Hollinger International, based in Chicago and renamed Sun-Times Media Group Inc. last year, was at one time one of the world's largest publishers of community newspapers as well as the Chicago Sun-Times, the Daily Telegraph of London and Israel's Jerusalem Post.
Jurors said they placed little weight in testimony from the government's star witness, F. David Radler.
Radler, the Sun-Times' former publisher and Black's partner in building the Hollinger empire over three decades, pleaded guilty to mail fraud and agreed to testify in exchange for a lenient 29-month sentence and a $250,000 fine.
Black had said he was busy with newspaper interests in Britain and eastern Canada and left most of the sales of community newspapers and non-compete arrangements to Radler. Radler, however, said Black was well aware of how and why the money was being paid.
Prince said Radler seemed to be looking out for Black while on the witness stand.
"He was covering up for his buddy," the juror said. "He didn't really say much. He kept contradicting himself. He was trying to fool the jury. He was just trying to get through it. He was trying to confuse the jury to cover for Black. We reached the verdict in spite of what he said."
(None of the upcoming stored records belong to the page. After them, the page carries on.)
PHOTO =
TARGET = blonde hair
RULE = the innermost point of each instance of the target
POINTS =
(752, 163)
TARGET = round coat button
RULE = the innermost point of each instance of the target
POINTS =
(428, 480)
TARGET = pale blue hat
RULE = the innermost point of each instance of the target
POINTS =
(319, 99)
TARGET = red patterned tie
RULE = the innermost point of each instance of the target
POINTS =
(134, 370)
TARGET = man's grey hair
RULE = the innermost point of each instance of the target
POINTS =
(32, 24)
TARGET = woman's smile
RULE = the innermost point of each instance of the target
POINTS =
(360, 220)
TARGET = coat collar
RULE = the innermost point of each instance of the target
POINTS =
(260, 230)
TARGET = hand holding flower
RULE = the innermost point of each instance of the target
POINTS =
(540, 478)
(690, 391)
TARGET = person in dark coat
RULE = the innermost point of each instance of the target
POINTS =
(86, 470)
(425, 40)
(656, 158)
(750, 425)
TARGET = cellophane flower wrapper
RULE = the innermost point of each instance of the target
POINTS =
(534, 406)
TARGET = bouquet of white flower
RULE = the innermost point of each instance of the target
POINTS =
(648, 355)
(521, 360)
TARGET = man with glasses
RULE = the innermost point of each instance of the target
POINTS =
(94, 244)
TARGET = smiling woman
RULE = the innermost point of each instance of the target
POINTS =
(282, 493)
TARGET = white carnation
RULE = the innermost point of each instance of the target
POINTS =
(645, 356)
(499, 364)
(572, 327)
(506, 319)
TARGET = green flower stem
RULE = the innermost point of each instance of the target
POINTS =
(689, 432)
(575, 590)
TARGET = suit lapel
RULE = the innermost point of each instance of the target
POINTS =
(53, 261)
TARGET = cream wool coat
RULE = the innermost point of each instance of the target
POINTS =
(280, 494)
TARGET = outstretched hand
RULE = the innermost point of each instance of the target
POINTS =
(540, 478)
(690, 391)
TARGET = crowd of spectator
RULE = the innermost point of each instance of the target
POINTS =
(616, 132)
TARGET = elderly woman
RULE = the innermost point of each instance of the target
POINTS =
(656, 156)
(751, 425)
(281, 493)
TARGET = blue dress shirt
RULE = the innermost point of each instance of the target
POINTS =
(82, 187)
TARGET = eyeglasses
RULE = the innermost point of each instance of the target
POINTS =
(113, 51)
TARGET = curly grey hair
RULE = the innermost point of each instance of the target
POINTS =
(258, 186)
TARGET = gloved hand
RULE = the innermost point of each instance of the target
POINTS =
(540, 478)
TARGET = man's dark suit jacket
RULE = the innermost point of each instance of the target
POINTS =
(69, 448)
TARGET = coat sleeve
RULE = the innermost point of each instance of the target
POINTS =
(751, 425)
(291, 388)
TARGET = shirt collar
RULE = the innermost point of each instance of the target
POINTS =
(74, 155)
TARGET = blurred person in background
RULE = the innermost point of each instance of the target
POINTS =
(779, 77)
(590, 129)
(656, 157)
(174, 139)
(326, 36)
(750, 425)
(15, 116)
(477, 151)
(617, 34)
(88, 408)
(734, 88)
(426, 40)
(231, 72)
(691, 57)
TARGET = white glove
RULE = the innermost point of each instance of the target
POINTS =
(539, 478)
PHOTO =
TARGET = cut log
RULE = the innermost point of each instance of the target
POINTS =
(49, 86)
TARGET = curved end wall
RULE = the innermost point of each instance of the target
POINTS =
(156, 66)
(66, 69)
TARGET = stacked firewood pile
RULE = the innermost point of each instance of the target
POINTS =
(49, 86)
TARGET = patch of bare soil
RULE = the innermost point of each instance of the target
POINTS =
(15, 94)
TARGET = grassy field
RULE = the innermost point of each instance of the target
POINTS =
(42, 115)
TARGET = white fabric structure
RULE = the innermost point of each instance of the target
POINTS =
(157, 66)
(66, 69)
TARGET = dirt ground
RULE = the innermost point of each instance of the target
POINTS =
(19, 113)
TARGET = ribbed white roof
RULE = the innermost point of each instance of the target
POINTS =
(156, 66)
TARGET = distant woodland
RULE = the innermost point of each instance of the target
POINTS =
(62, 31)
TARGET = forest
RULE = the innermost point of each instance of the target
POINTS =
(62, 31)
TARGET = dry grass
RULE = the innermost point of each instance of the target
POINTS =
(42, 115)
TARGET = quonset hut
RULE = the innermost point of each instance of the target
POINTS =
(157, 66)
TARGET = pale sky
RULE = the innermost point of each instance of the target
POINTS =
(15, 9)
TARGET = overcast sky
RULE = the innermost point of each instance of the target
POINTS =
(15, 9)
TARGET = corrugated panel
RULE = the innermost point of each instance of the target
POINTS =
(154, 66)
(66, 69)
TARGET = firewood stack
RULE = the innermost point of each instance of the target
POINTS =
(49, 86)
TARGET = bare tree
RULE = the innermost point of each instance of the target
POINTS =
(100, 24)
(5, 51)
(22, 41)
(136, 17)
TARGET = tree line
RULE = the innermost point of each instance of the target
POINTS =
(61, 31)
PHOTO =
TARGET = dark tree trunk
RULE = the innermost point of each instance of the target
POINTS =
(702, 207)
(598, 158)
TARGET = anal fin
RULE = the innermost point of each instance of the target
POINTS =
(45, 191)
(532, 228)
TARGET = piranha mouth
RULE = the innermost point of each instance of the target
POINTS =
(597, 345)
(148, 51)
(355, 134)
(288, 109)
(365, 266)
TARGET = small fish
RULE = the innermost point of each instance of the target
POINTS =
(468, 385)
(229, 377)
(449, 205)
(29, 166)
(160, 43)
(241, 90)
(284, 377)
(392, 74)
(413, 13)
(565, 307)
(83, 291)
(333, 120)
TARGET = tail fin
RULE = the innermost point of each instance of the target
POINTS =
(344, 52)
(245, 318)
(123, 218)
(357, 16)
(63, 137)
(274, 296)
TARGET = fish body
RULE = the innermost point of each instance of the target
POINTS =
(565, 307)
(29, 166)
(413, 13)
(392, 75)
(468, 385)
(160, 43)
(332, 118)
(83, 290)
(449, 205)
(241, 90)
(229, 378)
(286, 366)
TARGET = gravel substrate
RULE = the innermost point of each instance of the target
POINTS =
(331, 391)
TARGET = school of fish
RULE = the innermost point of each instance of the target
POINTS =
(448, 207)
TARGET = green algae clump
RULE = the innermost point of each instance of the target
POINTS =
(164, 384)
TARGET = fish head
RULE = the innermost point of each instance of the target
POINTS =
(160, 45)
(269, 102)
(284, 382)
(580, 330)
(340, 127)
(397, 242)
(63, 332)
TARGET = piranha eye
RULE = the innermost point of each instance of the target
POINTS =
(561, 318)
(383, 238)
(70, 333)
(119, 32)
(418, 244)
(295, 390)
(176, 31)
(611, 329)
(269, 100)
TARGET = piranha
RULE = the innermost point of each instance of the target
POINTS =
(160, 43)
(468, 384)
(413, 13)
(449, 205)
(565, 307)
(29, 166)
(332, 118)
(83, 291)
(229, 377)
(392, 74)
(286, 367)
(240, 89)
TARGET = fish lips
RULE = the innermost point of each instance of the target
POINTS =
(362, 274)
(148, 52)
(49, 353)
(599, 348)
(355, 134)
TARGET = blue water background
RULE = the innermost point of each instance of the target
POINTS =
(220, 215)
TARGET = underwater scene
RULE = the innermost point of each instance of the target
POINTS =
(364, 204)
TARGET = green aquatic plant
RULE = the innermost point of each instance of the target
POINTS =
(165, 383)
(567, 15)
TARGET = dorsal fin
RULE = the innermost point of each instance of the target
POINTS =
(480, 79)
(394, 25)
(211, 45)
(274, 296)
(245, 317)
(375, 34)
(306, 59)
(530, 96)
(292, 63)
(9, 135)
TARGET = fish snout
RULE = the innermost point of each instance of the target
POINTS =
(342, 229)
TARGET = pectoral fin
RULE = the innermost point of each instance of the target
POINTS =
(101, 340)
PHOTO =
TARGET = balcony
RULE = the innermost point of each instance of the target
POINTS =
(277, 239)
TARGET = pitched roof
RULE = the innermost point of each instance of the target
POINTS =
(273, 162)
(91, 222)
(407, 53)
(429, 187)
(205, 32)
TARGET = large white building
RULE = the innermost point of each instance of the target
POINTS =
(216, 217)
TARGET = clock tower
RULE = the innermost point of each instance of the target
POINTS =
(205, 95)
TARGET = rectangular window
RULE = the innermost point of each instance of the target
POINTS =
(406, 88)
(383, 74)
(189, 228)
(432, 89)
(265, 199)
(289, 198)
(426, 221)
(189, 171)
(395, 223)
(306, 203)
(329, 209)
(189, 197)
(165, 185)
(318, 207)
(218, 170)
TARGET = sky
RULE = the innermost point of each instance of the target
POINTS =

Jurors delivered their verdict early on the 12th day of deliberations. Among the evidence they considered was surveillance camera pictures of the husky Black hauling documents out of his offices and loading them in his car. His attorneys argued that there were other copies of the documents in the hands of regulators and that he eventually gave them back.
The photos were key to his conviction on the obstruction of justice charge, jurors said.
"That definitely showed he took them out," Kadisak said.
Reaching a consensus on some of the other counts was not as easy, though.
Jurors struggled with a wire fraud count stemming from a $4.3 million payment to Radler from the sale of some U.S. newspapers. Prince said the jury was "pretty well split" on the issue. Ultimately, Black was aquitted on that count.
Kadisak said the deliberations were made more difficult by the excellent work done by attorneys on both sides of the case.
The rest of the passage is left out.